半月ほど前、わたくしが危ない事態に陥ったときに颯爽と現れてくれた。
あのとき、まるで少女のように胸をときめかせたりしなかったといえば嘘になります。
その後話した際にも気持ちのいい子だと思ったし、確かに好感を持ったことは間違いありません。もし彼があそこで割って入ってきてくれなければ、今頃知り合いの家にもらわれていった仔猫だって無事には済まなかったでしょうし。
それでもその後こちらから近づかないように言ったのはわたし。
自らその縁を断ち切ったのです。
もう白馬の王子様を夢見るのは卒業しているべき年なのですから。
自分のことは自分で始末をつけるべきですしこれ以上の巻き添えを見たくない。
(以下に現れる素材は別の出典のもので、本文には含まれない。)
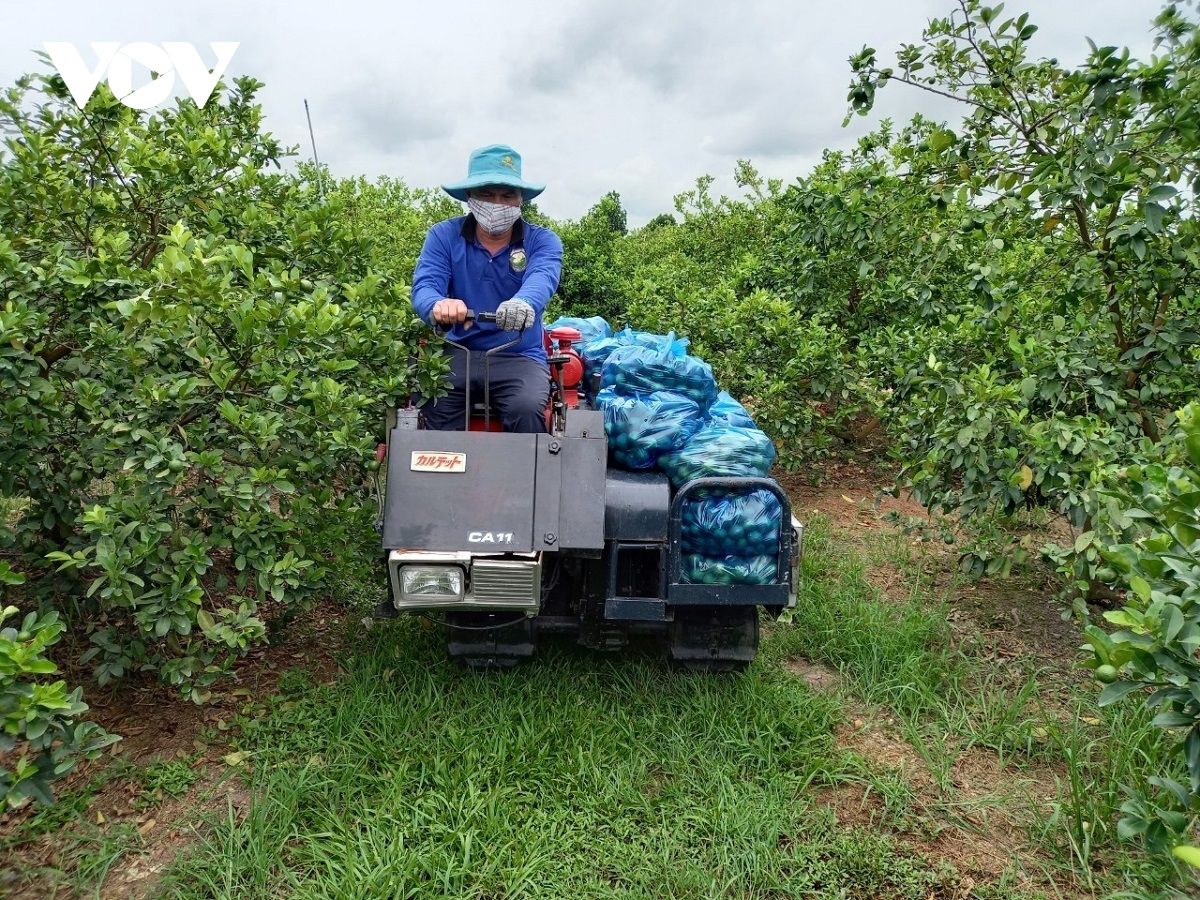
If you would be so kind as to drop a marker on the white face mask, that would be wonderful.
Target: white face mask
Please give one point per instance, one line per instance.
(493, 217)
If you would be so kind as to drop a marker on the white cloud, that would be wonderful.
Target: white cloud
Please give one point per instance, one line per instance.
(598, 95)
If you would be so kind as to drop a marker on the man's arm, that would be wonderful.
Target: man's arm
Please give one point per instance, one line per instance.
(540, 281)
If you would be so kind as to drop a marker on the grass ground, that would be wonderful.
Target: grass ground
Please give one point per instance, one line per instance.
(892, 741)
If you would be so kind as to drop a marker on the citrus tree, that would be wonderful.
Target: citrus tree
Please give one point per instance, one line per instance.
(195, 358)
(1091, 327)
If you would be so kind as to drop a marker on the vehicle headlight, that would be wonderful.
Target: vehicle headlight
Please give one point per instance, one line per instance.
(430, 581)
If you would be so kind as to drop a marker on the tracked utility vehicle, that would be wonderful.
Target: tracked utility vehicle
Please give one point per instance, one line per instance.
(509, 538)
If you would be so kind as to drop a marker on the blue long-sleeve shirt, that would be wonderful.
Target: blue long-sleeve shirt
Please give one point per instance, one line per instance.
(454, 264)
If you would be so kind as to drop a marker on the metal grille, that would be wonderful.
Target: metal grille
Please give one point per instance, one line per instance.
(505, 583)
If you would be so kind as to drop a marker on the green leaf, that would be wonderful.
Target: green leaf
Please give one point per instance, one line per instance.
(1161, 192)
(1188, 853)
(205, 621)
(1140, 587)
(1153, 214)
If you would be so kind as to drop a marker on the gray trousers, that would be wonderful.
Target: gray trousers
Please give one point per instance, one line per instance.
(519, 390)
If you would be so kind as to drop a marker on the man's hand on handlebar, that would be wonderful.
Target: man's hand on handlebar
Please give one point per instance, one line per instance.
(515, 315)
(449, 312)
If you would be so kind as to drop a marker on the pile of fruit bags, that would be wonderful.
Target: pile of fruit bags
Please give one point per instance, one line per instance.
(663, 409)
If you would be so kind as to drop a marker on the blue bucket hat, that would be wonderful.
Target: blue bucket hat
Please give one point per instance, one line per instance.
(493, 165)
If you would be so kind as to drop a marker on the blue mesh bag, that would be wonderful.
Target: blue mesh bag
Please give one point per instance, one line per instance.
(696, 569)
(645, 426)
(720, 450)
(729, 411)
(595, 353)
(642, 370)
(742, 525)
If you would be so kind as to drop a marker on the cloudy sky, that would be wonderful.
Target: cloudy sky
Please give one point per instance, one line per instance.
(636, 96)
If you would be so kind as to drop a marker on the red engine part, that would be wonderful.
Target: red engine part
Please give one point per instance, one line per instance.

それがあんなにいい子なら尚のこと。
そう、決意したはずでした。
それでももしかして心の奥底では決意しきれていなかったのでしょうか。
あのような夢を見たあとでは否定することもままなりません。
でも彼は一年生だと聞きました。
つまりほんの数ヶ月前までは中学生。
右も左もわからない子供。
いくらなんでも頼るには申し訳ない相手ではありませんか。
ましてや、そういう相手として意識する、だなんて―――
「…………」
頬がまた熱くなっていく。
いけません。
本当、考えれば考えるほど深みに嵌っていくようにしか思えません。
切り替えましょう。
いくらなんでも正門で生徒会長がひとりで顔を赤くしていたりしては生徒が不審に思います。
だというのに―――
「おぃ、大丈夫か、充?」
聞き覚えのある男子生徒の声にびくっとして振り向きます。
通学路の途中。
何人もの生徒がいるうち、3人の男女が登校すべく歩いてきているのが目に入りました。
その中に彼、充の姿があったから。
「……あんま大丈夫じゃない」
「充が登校早くしようとか言い出すから何かと思ったぞ」
「うん、私もびっくりしちゃった」
一緒に歩いているうち男子生徒はあの日一緒だった出雲さんとやらでしょう。もう1人はどなたでしょうか? 随分と親しそうですが……。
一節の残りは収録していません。